Mental Health Experts, Educators, Community Come Together for Conversation About Toxic Stress
06/09/2023 -
Two nationally recognized experts helped lead a conversation organized by the Sonoma County Office of Education about childhood trauma and toxic stress, their effects on educational outcomes, and resilience and healing.
Former California surgeon general Dr. Nadine Burke Harris led off Thursday’s event in Rohnert Park, called Conversations in Community, by detailing her work around what are known as adverse childhood experiences, and how they can affect a range of health and educational outcomes.
The reason these experiences have such a wide range of effects on developing children is because of the way our bodies respond to stress, said Burke Harris, who lives in Sonoma County. Early humans’ stress responses tended to be related to rare, imminent threats to physical safety, such as from a predator like a bear, she said. But children who experience toxic stress in the form of adverse childhood experiences have their stress responses triggered repeatedly.
“The problem is what happens when the bear comes home every night,” Burke Harris said. “And this biological response that was designed to be activated once in our lives to save us from a mortal threat happens over and over and over.”
Adverse childhood experiences fall into 10 categories, including experiences such as being exposed to substance abuse, mental illness, or various forms of abuse, as well as having a member of a family who is incarcerated. Research has found that the more different types of such experiences a child is exposed to, the greater their risk is for homelessness or substance abuse, as well as physical outcomes such as heart disease, cancer, or Alzheimer’s, Burke Harris said.
Dr. Bruce Perry, a best-selling author who specializes in neurobiology and spoke via Zoom, discussed the ways in which childhood trauma can manifest in the classroom, creating symptoms similar to attention deficit hyperactivity disorder. Students with adverse childhood experiences may require a greater number of repetitions of classroom content than their peers, which means it becomes easier for them to fall behind in school, he said.
In her opening remarks, Sonoma County Superintendent of Schools Dr. Amie R. Carter addressed the numerous collective traumas the region’s schoolchildren have experienced since 2017, from large scale natural disasters such as wildfires and floods, to the COVID-19 pandemic, and social issues such as racial injustice and widening economic disparities. She said both Burke Harris’s and Perry’s work had greatly informed her approach as an educator and administrator.
“My brain was being cracked open,” she said of her first exposure to this research and why she wanted to bring the two experts together for a conversation. “It was offering me a whole new way to address what I saw in (students’) behaviors and what I saw in our educational system.”
Both Burke Harris and Perry emphasized the important role educators and people who work in schools can play in combating and mitigating the impacts of toxic stress. Even though educators are not mental health professionals, they have the ability to create safe, stable, and nurturing relationships and environments when students are at school, which have been shown to be the best way to reduce stress levels.
“You don’t have to do it all,” Burke Harris told the educators and school staff among the audience of about 300. “But when you have the foundational understanding, when we are all on the same page about what we’re doing … then we can make a profound change in the outcomes for our kids.”
Burke Harris’s and Perry’s keynote speeches were followed by a joint conversation in which they addressed questions from the community, including what tangible actions might help foster the environments that students need to feel safe and supported. Each emphasized the need for more, deeper engagement with students and school families.

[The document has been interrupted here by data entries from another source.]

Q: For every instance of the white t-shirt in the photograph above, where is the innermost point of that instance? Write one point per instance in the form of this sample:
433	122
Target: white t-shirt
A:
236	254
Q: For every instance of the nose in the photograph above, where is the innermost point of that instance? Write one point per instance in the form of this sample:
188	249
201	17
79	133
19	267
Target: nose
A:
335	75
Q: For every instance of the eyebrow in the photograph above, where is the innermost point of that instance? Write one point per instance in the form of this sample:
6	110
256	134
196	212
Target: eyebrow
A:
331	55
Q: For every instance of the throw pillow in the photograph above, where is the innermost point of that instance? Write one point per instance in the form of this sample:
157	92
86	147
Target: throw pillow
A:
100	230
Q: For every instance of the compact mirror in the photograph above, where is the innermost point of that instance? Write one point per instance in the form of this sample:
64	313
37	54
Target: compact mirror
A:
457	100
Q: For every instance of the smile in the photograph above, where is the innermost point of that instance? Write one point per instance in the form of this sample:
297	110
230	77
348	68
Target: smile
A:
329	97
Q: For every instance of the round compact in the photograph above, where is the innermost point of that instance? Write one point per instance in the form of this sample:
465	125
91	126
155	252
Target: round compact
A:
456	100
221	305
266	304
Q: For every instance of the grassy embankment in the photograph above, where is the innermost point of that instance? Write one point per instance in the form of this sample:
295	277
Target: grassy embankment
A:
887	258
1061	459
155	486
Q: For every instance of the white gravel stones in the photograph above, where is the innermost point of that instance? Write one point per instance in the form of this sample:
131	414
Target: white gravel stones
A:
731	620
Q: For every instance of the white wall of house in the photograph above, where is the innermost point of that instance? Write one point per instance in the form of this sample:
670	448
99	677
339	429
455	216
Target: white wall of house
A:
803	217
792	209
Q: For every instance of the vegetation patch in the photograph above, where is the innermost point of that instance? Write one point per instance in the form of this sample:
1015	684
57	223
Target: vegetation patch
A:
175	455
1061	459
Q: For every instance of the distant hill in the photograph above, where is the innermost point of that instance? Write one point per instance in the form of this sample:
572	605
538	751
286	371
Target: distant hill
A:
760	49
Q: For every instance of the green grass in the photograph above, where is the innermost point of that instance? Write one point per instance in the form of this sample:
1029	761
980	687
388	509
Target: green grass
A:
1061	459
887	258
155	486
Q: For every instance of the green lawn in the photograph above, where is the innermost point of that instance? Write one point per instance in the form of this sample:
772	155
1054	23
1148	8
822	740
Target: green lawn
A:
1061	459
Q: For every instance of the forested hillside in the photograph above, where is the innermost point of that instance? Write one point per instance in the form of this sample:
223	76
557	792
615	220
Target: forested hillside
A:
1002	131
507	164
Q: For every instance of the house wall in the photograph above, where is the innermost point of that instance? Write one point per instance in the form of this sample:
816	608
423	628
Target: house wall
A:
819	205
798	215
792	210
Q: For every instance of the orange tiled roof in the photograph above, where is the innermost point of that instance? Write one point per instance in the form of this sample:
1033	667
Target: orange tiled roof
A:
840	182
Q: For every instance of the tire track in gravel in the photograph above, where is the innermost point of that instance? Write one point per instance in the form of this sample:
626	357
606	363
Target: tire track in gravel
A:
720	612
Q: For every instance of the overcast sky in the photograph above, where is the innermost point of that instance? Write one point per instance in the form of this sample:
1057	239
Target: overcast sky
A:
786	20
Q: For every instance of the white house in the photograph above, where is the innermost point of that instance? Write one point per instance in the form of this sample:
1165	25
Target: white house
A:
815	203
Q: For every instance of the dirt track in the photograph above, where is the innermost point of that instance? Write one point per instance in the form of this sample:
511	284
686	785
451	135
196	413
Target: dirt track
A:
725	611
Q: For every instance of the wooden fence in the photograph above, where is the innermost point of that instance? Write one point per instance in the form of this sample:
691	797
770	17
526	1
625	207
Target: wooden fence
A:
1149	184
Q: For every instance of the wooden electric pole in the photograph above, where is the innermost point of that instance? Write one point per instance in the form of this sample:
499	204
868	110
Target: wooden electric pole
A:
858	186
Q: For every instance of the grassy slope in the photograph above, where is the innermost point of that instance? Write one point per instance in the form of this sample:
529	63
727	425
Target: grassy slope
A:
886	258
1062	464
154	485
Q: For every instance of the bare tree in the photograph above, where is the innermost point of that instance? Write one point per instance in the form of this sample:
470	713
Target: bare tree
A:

“Many of the kids who struggle the most in school have parents who struggled in schools,” Perry said. “The adults don’t feel safe or welcome at school.” He emphasized the need to work to bring those families into the school community because, “We know that the more adults who are in the school, the more it feels like a community space.”
Each speaker also emphasized the need to recognize and respond to the needs of teachers, who have been exposed to many of the same community and social traumas as their students.
Thursday’s Conversations in Community was the first of several planned events around the subject of youth mental health. Participants were invited to take home a copy of a recent book by either Burke Harris or Perry. People who work in educational settings will be invited to the next event, a book discussion, on Aug. 2 at the Sonoma County Office of Education.